I used to have the timeline most young girls had growing up: married by 24-ish and kids no later than 27, but wanting to pursue my career and entrepreneurial goals changed that. Just last week, while talking life goals with my significant other he mentioned having kids and I may have started to hyperventilate. My boyfriend, 32, is closer to being ready for a family than I am and sees managing a life with kids as very doable in the near future. I disagree.
He proceeds to tell me our “timelines are off” — insert more hyperventilation. A Pew Research Center report revealed that 58 percent of working millennial mothers feel families made it harder for them to get ahead in their careers while only 19 percent of millennial fathers felt the same way, which explains babe’s position. It should also be noted only 13 percent of millennial men said they expected to interrupt their careers for children versus 37% of women. Most men are not the ones who take on the grunt of the parental workload — or carry a growing fetus for nine months. Mothers are 27 percent more likely to quit their jobs to care for their children, while only 10 percent of men do the same.
Among my friends and family, I see more women speaking on the desire to have established careers and a successful financial foundation laid before considering children. And then there’s that thing called marriage most women still aspire to before kids.
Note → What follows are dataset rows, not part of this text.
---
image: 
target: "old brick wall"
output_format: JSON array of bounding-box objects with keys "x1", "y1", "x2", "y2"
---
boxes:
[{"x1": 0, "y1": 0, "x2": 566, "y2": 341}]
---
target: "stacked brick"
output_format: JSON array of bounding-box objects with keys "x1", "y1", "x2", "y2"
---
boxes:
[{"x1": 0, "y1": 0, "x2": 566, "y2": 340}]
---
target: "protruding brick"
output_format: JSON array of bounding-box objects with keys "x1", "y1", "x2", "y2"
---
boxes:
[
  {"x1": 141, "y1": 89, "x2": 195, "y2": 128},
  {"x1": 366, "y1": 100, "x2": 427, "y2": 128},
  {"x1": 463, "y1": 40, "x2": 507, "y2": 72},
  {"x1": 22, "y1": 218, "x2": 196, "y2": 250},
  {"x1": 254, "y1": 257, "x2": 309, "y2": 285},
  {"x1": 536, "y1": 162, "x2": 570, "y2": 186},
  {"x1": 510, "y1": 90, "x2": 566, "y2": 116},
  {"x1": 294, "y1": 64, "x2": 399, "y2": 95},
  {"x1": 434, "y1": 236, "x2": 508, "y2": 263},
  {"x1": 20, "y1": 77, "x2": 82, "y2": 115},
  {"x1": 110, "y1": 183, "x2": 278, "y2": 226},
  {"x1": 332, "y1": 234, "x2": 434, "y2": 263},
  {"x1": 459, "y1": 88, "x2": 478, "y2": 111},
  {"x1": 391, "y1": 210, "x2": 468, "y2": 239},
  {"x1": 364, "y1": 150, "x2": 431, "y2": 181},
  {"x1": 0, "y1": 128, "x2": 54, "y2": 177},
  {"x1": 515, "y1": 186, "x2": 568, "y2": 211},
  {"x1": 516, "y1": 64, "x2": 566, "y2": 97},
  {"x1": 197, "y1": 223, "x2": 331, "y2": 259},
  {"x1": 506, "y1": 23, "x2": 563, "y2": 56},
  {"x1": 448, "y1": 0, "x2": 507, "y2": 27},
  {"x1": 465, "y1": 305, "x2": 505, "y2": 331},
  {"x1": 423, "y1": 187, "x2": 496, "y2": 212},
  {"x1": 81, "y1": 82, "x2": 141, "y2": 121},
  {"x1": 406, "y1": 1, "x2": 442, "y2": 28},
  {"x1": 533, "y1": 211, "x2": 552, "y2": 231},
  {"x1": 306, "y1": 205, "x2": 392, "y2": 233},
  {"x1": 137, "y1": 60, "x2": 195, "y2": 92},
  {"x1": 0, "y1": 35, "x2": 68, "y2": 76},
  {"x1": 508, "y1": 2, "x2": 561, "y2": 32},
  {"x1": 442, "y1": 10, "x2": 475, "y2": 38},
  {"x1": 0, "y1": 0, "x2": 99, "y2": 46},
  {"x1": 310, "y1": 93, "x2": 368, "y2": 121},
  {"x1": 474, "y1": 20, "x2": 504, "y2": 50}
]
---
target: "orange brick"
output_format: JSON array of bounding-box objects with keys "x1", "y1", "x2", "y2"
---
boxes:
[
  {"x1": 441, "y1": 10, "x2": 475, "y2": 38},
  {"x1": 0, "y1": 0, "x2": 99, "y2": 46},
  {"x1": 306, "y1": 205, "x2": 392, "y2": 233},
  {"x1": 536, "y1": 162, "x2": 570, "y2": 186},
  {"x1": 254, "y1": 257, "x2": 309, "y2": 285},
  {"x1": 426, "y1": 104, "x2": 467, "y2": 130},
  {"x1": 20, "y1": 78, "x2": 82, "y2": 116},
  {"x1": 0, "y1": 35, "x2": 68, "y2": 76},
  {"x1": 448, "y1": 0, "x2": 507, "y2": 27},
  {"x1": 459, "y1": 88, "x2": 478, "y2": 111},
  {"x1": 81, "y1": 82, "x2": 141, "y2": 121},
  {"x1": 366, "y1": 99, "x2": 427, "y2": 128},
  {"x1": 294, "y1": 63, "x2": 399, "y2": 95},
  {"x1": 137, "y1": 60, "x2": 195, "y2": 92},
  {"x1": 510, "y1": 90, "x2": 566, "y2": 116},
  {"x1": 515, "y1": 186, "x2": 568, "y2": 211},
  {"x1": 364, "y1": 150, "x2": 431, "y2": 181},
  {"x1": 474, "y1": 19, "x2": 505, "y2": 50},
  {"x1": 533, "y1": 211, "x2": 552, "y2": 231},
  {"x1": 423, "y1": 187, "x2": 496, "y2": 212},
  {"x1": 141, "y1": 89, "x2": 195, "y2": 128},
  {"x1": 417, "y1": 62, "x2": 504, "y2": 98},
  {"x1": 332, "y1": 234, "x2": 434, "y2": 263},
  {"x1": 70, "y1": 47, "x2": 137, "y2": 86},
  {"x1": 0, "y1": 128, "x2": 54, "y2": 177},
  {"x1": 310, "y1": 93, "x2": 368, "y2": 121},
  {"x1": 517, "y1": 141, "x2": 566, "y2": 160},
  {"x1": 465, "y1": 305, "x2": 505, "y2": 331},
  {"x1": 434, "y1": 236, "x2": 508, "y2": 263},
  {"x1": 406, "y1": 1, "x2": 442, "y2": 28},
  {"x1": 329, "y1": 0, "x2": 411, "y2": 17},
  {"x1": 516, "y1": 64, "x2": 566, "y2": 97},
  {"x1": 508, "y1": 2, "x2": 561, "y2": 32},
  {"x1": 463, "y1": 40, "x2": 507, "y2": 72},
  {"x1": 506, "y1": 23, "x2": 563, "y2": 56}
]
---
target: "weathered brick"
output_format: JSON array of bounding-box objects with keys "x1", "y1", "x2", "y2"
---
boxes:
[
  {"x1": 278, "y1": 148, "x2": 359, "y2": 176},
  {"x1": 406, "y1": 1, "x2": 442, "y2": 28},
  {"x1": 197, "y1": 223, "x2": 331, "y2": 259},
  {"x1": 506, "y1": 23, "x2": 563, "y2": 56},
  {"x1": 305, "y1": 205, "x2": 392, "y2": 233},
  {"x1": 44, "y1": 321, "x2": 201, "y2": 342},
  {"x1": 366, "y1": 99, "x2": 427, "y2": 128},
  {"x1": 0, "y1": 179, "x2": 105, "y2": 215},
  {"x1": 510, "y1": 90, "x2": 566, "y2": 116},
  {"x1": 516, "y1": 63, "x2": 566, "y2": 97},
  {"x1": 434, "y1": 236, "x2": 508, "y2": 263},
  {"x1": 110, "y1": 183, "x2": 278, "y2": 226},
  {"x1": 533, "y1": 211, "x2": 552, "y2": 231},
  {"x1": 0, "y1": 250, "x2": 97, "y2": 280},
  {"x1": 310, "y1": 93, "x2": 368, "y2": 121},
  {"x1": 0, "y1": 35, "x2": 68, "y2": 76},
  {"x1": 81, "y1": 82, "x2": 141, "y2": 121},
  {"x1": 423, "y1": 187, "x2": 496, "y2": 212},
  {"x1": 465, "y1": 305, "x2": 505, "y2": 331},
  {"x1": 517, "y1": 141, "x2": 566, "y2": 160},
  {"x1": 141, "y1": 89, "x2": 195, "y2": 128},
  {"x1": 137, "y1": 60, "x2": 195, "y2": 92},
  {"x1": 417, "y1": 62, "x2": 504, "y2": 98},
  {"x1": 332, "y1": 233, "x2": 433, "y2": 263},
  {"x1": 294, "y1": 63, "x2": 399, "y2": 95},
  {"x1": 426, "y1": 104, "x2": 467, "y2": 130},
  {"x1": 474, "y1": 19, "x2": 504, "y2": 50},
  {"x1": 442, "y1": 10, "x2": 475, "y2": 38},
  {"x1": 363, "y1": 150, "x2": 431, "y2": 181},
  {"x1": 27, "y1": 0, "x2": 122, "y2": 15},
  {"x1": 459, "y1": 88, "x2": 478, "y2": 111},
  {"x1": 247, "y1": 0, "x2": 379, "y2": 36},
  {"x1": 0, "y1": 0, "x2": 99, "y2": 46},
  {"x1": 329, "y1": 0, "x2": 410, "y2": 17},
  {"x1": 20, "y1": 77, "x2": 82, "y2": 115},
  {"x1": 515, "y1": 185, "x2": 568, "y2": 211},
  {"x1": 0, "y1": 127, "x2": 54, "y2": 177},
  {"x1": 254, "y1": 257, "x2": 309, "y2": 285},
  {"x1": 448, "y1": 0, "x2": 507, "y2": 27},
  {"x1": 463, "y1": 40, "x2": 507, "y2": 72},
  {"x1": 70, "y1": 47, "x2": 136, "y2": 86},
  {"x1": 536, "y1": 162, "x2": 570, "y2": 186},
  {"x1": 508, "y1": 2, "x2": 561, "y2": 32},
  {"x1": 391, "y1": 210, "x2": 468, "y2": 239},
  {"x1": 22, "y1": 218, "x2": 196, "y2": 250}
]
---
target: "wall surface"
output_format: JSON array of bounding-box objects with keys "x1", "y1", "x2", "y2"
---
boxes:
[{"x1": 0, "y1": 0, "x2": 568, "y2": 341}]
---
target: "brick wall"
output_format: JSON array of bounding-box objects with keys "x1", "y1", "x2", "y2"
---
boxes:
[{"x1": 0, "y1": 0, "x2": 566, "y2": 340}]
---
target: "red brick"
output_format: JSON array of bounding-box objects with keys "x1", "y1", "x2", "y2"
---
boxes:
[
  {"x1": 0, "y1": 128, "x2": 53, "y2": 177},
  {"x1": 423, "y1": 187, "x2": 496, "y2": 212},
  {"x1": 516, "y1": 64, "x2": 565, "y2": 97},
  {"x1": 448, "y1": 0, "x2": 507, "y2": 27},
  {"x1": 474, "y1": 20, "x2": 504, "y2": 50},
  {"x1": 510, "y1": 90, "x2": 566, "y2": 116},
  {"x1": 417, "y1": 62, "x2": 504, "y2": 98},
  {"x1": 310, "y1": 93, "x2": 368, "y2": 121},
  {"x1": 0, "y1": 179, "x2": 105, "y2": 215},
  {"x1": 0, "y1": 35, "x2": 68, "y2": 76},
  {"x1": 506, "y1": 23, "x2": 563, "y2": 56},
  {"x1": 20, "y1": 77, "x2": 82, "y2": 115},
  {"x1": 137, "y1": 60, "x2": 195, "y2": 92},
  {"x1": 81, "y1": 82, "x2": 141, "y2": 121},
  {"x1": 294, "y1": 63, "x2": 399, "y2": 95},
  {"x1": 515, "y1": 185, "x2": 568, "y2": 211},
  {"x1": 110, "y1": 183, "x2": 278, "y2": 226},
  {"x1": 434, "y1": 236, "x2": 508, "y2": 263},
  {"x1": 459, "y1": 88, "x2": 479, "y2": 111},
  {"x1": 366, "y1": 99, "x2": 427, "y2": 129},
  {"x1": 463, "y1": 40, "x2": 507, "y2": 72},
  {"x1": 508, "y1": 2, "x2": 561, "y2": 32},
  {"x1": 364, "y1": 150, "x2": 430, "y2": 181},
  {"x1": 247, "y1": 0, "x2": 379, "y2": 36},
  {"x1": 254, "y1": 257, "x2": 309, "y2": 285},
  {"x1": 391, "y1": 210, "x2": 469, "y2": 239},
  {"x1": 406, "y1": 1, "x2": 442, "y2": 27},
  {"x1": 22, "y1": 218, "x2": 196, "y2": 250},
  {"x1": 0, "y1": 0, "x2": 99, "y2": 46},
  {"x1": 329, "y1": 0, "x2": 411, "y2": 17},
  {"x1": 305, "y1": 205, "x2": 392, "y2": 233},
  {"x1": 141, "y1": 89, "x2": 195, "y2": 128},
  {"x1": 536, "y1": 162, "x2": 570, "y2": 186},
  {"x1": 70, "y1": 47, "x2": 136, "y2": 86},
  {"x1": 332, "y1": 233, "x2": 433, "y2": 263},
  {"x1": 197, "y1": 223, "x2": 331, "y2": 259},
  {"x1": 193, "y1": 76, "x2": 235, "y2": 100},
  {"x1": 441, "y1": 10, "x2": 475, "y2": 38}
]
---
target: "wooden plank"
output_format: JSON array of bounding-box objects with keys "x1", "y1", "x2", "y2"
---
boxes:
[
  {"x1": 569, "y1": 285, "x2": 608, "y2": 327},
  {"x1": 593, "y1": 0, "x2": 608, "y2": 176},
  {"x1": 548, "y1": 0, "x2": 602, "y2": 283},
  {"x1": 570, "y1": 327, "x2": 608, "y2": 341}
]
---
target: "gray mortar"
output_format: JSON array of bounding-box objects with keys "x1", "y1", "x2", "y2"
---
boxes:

Luckily for us late baby-makers, studies show women who marry in their late twenties to early thirties are less likely to divorce (and earn about $18,000 more; kids are expensive).
My mother always taught me to be sure I could solely afford any investment (house, apartment, child, car) I made with my future husband in the event things don’t work out and I’m left with the bill. I believe now more than ever women want to be sure they can stand on their own two feet.
In the movie Eat, Pray, Love Viola Davis’ character says “…having a baby is like getting a tattoo on your face, you kind of want to be fully committed.” I don’t have any tattoos or kids yet for that reason. Right now I am fully invested in the betterment of myself and my career. I know kids are definitely on the horizon, but for now my career comes first.
Should women feel guilty for putting their careers before kids?